Transitive closure
From GO Public
Contents |
[edit] Calculating the transitive closure: the old way
See Schema notes
The old way was to ignore the relation in the GO graph and calculate a blind transitive closure. This works fine so long as GO consists of only a few relations like is_a and part_of. However, it results in false positives when used with regulates. These are not so serious as we had previously been treating regulates as part_of anyway. However, the relation does need to be taken into account for other relations, escpecially has_part
[edit] Calculating the transitive closure: the new way
The new way will take relations and semantics of those relations into account. See Category:Reasoning. This may more accurately be called the deductive closure
3rd party consumers of the GO will have the option of calculating the closure themselves, or using a pre-computed closure. The pre-computed closure will be available as:
- A simple tab-delimited file
- in the graph_path table in the database
There are many advantages to the new system
- will not make erroneous calculations for relations such as has_part
- treats regulates correctly
- scales with new relations
[edit] Tab delimited file
The columns are
- subject GO ID (i.e. child)
- target GO ID (i.e. parent)
- relation ID (e.g. part_of)
- implied or asserted
An example of this file can be found here.

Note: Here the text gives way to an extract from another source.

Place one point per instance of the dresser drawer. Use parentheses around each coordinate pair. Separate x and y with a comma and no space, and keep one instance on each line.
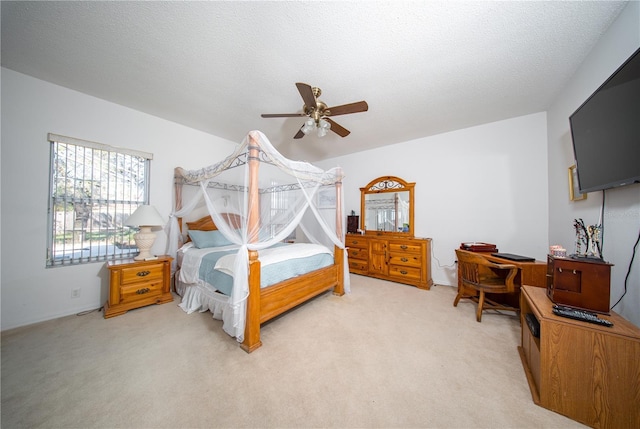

This table can be used to determine the relation between any two nodes in the GO (if a relation holds at all)
The table is generated using obo2linkfile (part of the core OBOEdit2 distribution)
[edit] graph_path table
The graph_path table has been extended to include the relation:
--- @@ graph_path.relationship_type_id
--- References an entry in the term table corresponding
--- to the INFERRED relation that holds between term2 and term1.
--- At this time the value is always NULL - a blind transitive closure
--- is calculated, ignoring the relationship_type_id in term2term.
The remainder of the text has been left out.